What are you photographic plans/projects for the near future?

I am focusing on finishing my dissertation right now. The dissertation explores the ways photographic diaries can serve as a venue to address common myths about our domestic lives. The context these diaries provide allows for a frank examination of our experiences at home.

I’m not sure what the next photographic project is. I am interested in how we tend to accumulate possessions as we grow older. I want to think about the “stuff” we have near the end of our lives and how that “stuff” makes us feel safe and comfortable and comes to define us to some extent. I’ve been thinking a lot about still lifes in painting and photography in connection with this idea.
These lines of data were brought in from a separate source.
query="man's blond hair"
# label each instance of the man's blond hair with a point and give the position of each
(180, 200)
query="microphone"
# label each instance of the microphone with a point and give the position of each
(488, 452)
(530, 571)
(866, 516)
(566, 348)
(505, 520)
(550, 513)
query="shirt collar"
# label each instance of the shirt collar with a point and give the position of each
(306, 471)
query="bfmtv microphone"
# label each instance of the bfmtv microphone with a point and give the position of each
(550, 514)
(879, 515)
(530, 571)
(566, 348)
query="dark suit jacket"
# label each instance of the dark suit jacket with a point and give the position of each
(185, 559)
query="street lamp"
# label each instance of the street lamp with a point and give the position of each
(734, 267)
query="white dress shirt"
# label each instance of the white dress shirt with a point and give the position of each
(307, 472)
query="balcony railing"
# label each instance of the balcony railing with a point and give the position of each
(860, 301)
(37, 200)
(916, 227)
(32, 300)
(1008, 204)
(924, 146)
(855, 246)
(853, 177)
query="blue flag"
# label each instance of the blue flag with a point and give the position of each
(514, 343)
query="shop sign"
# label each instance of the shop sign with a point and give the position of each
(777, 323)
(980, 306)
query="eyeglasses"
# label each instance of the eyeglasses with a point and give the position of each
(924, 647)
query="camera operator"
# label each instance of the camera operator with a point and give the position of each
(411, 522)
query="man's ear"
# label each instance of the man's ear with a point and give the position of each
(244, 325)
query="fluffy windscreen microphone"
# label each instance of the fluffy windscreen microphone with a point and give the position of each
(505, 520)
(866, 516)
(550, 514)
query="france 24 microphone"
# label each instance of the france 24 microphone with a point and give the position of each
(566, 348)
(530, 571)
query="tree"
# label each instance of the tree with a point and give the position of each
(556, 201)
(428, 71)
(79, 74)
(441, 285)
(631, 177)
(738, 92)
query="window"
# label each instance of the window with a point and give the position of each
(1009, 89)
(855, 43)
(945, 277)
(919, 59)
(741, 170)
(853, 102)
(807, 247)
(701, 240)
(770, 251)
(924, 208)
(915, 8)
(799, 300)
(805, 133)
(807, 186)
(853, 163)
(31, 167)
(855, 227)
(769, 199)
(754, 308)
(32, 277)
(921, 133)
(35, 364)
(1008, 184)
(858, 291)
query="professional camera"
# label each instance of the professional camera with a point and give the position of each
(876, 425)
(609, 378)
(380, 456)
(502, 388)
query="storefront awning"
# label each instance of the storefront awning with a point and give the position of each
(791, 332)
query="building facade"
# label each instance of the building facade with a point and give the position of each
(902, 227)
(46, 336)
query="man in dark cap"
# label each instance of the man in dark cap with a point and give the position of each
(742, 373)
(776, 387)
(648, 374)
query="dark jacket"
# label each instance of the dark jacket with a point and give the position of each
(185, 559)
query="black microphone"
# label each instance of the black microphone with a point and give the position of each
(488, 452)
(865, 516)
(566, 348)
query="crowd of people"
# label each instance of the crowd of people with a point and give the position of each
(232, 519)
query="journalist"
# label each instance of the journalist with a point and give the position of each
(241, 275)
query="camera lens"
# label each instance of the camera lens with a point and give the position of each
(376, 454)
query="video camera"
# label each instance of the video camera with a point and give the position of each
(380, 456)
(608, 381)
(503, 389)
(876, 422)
I’m also interested in the effects of the Chernobyl disaster and how they have changed the lives of all living things in the region.
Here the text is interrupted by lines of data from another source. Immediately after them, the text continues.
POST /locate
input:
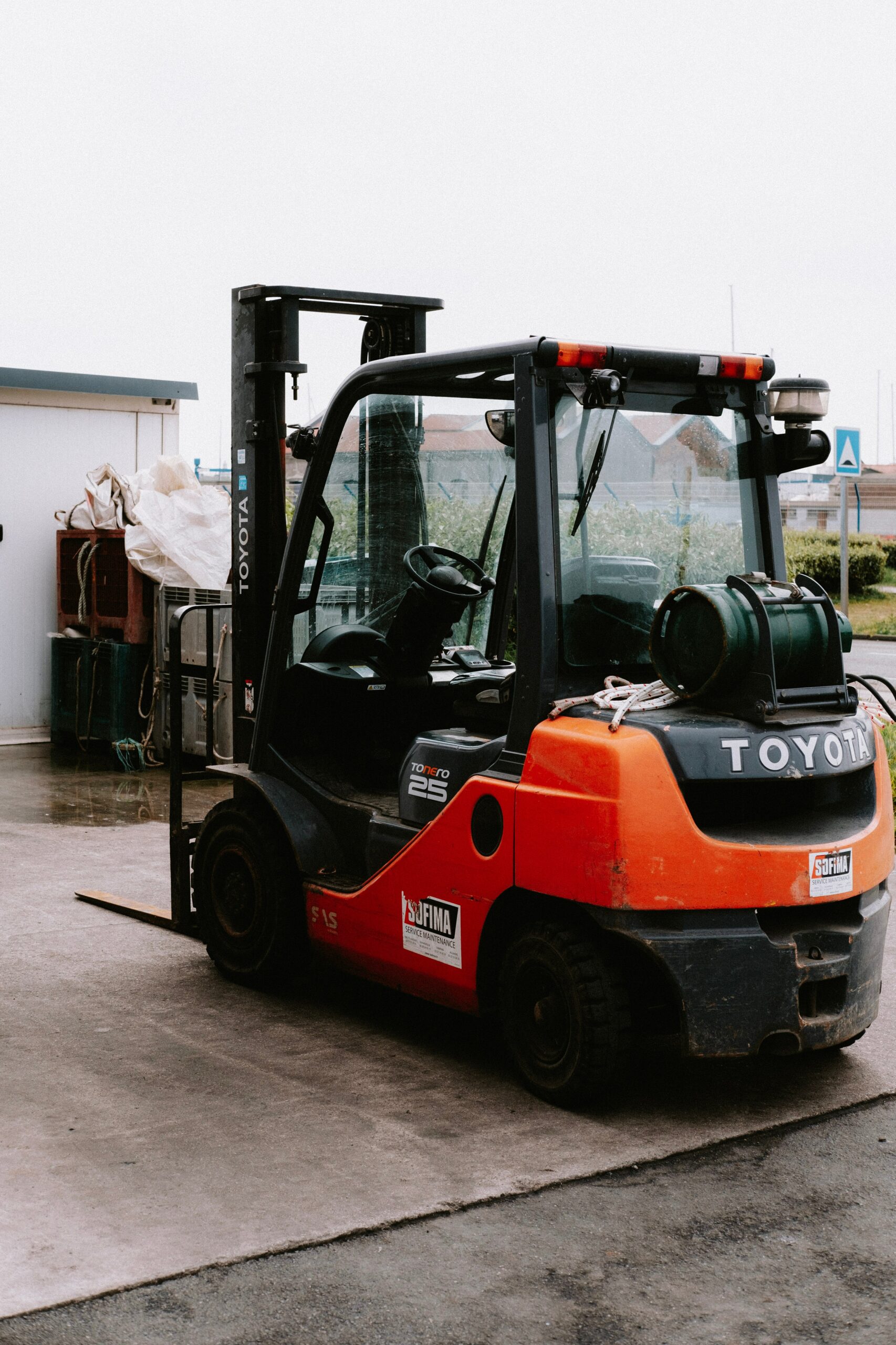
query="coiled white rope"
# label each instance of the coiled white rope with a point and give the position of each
(622, 696)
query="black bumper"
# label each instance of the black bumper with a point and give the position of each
(779, 979)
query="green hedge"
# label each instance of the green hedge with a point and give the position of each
(817, 555)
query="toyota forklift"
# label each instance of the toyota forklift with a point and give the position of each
(530, 720)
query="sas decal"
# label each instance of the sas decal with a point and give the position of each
(431, 928)
(830, 873)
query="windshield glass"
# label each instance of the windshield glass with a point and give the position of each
(407, 471)
(666, 506)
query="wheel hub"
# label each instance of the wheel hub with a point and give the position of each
(236, 892)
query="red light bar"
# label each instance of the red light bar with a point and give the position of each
(571, 356)
(741, 366)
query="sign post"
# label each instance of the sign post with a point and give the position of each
(848, 462)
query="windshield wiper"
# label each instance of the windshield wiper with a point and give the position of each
(483, 548)
(593, 472)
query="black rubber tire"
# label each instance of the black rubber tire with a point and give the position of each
(564, 1012)
(248, 895)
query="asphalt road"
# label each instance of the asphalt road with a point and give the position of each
(782, 1239)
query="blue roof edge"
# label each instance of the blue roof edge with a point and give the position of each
(47, 381)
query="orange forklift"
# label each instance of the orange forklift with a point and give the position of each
(532, 721)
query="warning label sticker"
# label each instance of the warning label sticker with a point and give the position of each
(431, 928)
(830, 872)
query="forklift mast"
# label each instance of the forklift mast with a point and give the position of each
(264, 351)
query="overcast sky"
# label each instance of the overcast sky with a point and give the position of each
(595, 171)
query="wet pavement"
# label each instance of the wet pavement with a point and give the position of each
(64, 786)
(158, 1118)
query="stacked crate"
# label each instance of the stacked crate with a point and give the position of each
(96, 680)
(118, 601)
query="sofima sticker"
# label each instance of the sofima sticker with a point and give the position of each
(431, 928)
(830, 872)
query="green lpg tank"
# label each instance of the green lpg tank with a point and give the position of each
(705, 638)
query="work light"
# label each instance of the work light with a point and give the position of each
(798, 400)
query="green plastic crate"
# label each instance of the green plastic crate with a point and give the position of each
(113, 671)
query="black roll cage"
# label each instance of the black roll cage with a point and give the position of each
(492, 373)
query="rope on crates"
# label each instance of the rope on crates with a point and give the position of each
(85, 746)
(127, 750)
(147, 746)
(622, 696)
(82, 567)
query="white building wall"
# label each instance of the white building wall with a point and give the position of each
(45, 455)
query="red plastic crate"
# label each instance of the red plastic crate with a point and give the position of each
(118, 597)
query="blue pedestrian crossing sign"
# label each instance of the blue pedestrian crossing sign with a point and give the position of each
(848, 459)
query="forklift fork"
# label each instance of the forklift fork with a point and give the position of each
(182, 834)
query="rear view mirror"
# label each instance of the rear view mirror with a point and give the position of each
(798, 402)
(504, 427)
(302, 441)
(799, 447)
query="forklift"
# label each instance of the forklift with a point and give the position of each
(530, 720)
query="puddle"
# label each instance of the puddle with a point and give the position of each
(41, 782)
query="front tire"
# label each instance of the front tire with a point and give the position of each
(248, 895)
(564, 1013)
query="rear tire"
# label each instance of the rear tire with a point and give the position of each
(564, 1013)
(248, 895)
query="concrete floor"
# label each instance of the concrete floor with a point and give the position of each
(159, 1120)
(782, 1239)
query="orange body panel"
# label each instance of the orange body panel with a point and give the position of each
(600, 820)
(363, 930)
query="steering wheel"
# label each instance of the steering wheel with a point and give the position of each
(446, 580)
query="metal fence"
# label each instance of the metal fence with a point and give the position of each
(872, 509)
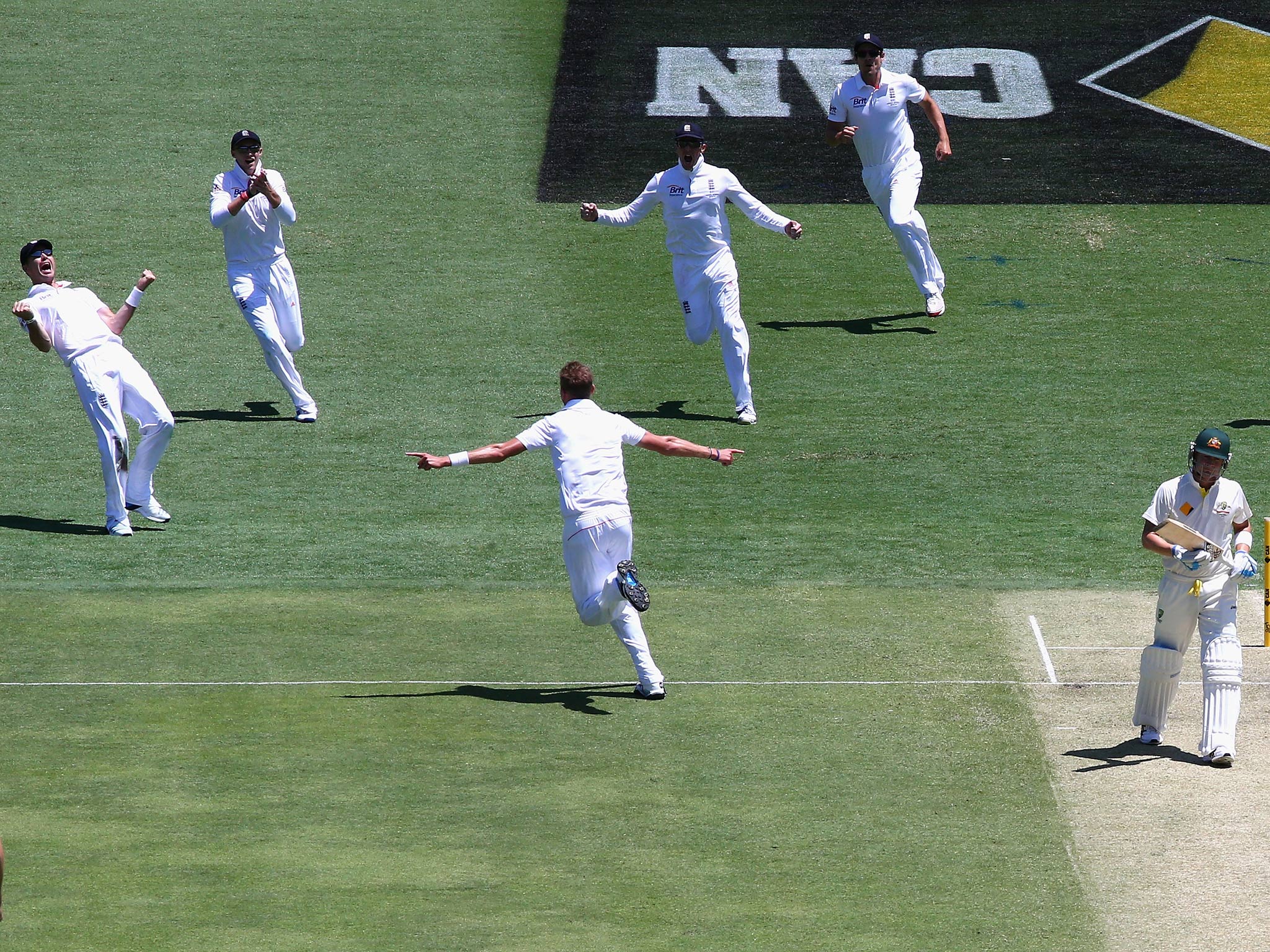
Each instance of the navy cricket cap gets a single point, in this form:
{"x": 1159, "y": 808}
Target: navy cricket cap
{"x": 868, "y": 40}
{"x": 32, "y": 248}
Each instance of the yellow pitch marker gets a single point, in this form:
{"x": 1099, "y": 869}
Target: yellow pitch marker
{"x": 1226, "y": 83}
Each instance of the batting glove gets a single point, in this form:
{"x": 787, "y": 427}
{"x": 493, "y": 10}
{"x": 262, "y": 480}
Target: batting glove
{"x": 1192, "y": 558}
{"x": 1245, "y": 564}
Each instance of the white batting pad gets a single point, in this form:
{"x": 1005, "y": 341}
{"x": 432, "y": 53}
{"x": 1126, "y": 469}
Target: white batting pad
{"x": 1157, "y": 685}
{"x": 1222, "y": 663}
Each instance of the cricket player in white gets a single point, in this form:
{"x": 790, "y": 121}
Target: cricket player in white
{"x": 249, "y": 206}
{"x": 86, "y": 334}
{"x": 586, "y": 446}
{"x": 870, "y": 110}
{"x": 1201, "y": 589}
{"x": 693, "y": 197}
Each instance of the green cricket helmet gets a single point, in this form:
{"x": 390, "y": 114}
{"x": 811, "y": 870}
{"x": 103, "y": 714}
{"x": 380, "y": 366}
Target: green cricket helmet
{"x": 1210, "y": 442}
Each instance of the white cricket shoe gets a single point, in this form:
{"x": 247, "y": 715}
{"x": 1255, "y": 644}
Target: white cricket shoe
{"x": 150, "y": 509}
{"x": 1221, "y": 757}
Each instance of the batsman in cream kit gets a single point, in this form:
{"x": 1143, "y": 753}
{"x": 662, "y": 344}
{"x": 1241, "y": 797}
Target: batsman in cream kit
{"x": 1199, "y": 589}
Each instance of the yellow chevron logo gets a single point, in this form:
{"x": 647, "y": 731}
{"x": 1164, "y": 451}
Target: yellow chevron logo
{"x": 1226, "y": 83}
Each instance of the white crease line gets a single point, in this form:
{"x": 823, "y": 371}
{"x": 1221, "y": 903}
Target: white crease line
{"x": 953, "y": 683}
{"x": 1044, "y": 651}
{"x": 1089, "y": 648}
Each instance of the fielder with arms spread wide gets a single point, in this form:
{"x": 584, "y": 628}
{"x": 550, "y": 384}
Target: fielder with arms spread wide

What are some of your favorite daily rituals?

I don’t have many everyday rituals except getting clean, reading my e-mail, feeding the cat, and talking to my man and my parents on the phone.

What inspires you?

The sound of a small child swearing.

Who are some of your favorite artists?

Vermeer, Frida Kahlo, Mondigliani, Sophie Calle, Joan Fontcuberta, Larry Sultan, Teun Hocks, Miranda July, William Eggleston, Martin Parr, Anna Fox, Ana Casas Broda, Luis Gonzalez Palma, Mike and Doug Starn, Shana and Robert ParkeHarrison, Mitch Epstein, on and on.

What is your favorite breakfast?

Right now I’m going to go with banana pecan pancakes and a side of bacon.